Untitled belongs to a group of small-scale works on paper that Twombly created in 1961, in conjunction with a group of larger, equally sumptuous canvases that same year. The 1960s were a prolific decade for Twombly, following his move to Rome from New York in 1957. By 1961, he was permanently settled in the city, renting a studio in Piazza del Biscione near Campo de’ Fiori. The works he created during this year have been described by Kirk Varnedoe as ‘the most impressive, most emotionally wrought works of [his] career’, skilfully reflecting the language, attitude and tempo of the Italian capital (K. Varnedoe, quoted in Cy Twombly: A Retrospective, exh. cat. Museum of Modern Art, New York 1994, pp. 34-35). In Untitled, along with major works like his Ferragosto series (1961), School of Athens (1961) and Triumph of Galatea (1961), Twombly presents an ode to his beloved Italy: a lettera d’amore to his new home.

Twombly’s practice arose in dialogue with the flourishing of Abstract Expressionism in New York, his surfaces often likened to the action painting of Jackson Pollock and Willem de Kooning. Yet, in contrast to the bold gestures of his contemporaries, Twombly conceived his works as open fields of activity, his delicate, free-floating forms appearing to stretch infinitely beyond the picture plane. This approach can be charted back to his days working as a cryptographer in the army, where in an effort to detach himself from any figurative idioms, he would practice drawing in the dark. The present work can also be likened to Leonardo da Vinci’s Deluge drawings, which he greatly admired. As Roland Barthes has written, ‘One might think that in order to express the character of pencil one has to press it against the paper, to reinforce its appearance, to make it thick, intensely black.
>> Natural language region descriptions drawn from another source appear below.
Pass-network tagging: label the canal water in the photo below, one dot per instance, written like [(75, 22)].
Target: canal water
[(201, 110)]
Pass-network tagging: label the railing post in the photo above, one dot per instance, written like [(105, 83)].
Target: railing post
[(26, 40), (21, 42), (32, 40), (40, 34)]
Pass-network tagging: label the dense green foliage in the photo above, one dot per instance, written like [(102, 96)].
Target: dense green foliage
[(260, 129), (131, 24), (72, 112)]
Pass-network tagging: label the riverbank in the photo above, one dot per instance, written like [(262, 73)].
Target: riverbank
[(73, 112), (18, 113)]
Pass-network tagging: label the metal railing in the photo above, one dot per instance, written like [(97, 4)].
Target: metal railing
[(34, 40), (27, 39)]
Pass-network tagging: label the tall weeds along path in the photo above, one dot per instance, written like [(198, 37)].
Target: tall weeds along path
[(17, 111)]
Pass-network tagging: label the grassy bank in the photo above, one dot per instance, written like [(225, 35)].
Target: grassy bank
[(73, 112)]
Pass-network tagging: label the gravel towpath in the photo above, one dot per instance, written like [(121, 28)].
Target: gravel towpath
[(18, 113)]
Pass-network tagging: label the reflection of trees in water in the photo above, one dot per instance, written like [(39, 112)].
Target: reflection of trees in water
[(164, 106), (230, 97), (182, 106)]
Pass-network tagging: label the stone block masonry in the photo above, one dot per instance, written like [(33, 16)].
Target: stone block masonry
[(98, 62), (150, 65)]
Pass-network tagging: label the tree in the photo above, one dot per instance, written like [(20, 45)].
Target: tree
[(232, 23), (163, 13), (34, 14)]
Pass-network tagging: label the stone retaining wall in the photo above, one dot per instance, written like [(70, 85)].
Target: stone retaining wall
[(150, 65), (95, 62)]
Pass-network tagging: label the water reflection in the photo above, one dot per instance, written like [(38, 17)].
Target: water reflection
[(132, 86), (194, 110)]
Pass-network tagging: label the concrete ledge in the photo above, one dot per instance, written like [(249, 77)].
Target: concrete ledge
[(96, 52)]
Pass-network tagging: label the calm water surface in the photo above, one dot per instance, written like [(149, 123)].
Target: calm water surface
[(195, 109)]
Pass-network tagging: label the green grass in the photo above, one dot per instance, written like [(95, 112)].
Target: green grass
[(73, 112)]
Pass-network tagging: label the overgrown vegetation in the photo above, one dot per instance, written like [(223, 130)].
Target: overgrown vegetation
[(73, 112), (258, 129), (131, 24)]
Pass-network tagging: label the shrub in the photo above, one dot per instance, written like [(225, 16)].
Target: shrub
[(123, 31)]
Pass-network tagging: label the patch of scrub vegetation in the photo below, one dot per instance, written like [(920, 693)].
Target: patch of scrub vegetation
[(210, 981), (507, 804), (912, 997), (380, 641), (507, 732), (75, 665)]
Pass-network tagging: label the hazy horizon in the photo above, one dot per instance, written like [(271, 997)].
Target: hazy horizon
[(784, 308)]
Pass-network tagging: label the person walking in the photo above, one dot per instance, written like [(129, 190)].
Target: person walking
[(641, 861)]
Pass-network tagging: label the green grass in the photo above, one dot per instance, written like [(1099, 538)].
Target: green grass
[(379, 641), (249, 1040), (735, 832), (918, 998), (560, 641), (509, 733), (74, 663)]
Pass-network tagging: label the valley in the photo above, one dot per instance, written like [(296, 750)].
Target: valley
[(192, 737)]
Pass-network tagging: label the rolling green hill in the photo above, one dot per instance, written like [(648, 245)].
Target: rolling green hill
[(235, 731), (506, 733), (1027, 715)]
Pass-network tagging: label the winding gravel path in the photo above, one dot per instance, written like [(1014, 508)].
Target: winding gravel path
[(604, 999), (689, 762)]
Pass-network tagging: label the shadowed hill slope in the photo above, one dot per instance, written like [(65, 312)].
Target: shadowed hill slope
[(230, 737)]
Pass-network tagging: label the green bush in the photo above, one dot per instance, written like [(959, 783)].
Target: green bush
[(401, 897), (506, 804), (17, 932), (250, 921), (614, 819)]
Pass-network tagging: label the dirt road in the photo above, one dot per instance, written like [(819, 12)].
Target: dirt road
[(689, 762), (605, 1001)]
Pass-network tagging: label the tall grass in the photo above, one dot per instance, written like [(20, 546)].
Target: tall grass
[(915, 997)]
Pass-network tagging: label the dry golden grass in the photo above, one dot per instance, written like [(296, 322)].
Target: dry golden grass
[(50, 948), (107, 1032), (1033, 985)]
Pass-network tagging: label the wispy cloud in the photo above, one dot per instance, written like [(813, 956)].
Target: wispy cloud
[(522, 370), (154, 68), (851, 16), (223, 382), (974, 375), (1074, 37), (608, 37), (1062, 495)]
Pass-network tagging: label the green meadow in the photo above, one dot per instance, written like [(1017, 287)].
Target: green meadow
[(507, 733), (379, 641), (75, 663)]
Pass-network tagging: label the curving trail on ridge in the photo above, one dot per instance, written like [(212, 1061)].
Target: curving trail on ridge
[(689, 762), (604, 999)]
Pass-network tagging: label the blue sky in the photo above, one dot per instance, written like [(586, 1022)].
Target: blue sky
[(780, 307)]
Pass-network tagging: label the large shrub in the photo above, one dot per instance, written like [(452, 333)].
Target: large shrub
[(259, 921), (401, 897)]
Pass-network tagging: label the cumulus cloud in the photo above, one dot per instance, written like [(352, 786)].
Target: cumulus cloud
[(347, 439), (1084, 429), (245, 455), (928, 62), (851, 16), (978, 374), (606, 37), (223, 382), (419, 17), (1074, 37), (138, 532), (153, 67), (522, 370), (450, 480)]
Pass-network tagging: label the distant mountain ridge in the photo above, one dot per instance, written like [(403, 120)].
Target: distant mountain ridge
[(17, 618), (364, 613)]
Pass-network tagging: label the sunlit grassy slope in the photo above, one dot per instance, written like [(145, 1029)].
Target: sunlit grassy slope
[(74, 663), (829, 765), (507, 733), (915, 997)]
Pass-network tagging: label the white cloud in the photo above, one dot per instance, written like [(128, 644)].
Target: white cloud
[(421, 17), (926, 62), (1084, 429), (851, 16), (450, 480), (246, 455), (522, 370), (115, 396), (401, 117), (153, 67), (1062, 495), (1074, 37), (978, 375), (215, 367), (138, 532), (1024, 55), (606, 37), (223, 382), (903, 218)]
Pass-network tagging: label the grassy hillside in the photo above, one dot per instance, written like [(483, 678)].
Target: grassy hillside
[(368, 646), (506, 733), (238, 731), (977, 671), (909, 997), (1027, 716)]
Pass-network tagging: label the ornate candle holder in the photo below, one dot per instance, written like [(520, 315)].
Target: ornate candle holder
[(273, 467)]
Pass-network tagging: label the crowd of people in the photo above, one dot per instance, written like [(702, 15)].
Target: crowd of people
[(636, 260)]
Twombly thinks the opposite: it is in holding in check the pressure of matter, in letting it alight almost nonchalantly on the paper so that its grain is a little dispersed, that matter will show its essence and make us certain of its correct name: this is pencil’ (R. Barthes, ‘The Wisdom of Art’, 1979, in N. Del Roscio (ed.), Writings on Cy Twombly, Munich 2002, p. 103).